You might notice that when I specify a schema, it's hosted at `schemas.ndumas.com`. [Here](https://code.ndumas.com/ndumas/json-schemas) you can find the repository powering that domain.
It's pretty simple, just a handful of folders and the following Drone pipeline:
```yaml
kind: pipeline
name: publish-schemas
clone:
depth: 1
steps:
- name: publish
image: drillster/drone-rsync
settings:
key:
from_secret: BLOG_DEPLOY_KEY
user: blog
port: 22
delete: true
recursive: true
hosts: ["schemas.ndumas.com"]
source: /drone/src/
target: /var/www/schemas.ndumas.com/
include: ["*.schema.json"]
exclude: ["**.*"]
```
and this Caddy configuration block:
```caddy
schemas.ndumas.com {
encode gzip
file_server {
browse
}
root * /var/www/schemas.ndumas.com
}
```
Feel free to browse around the [schema site](https://schemas.ndumas.com).
## Success Story???
At time of writing, I haven't folded this into any pipelines.

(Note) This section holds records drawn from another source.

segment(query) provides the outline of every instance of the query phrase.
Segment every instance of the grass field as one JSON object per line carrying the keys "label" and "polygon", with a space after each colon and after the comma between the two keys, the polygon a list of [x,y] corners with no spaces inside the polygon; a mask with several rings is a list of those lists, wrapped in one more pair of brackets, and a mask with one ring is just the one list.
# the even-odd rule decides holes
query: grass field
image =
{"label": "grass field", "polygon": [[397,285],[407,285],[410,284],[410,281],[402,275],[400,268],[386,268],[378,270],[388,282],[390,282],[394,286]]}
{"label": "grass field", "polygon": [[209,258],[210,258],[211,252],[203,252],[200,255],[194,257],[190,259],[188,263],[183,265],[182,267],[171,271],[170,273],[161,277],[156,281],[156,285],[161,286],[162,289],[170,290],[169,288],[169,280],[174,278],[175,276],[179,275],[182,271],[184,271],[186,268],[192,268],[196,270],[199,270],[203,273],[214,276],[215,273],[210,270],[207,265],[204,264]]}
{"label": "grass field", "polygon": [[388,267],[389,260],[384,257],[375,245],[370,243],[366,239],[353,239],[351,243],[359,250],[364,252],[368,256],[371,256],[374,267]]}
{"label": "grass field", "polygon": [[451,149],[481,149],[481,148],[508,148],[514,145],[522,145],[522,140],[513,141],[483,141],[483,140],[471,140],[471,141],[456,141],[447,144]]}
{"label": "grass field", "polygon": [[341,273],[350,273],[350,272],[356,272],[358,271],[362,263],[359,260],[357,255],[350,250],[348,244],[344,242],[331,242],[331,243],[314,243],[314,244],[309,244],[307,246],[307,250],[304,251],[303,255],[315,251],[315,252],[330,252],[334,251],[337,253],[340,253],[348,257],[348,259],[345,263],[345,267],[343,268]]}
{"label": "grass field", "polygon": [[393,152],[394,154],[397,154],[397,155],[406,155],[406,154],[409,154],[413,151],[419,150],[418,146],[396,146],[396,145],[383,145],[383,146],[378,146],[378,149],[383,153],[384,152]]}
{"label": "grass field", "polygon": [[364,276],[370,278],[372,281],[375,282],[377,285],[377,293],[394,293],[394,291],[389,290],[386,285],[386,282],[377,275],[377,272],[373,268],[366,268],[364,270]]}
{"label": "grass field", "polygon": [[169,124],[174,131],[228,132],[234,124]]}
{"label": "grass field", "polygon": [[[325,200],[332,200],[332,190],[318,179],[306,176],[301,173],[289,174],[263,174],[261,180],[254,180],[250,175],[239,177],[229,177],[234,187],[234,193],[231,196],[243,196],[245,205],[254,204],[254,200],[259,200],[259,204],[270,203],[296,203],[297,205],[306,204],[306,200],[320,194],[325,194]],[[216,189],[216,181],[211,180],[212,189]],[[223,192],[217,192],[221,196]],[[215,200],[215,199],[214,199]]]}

This code is basically my proof-of-concept for only a small small part of a larger rewrite of my pipeline.
### Future Use Cases
The one use-case that seemed really relevant was for users of the Breadcrumbs plugin. That one uses YAML metadata extensively to create complex hierarchies and relationships. Perfect candidate for a schema validation tool.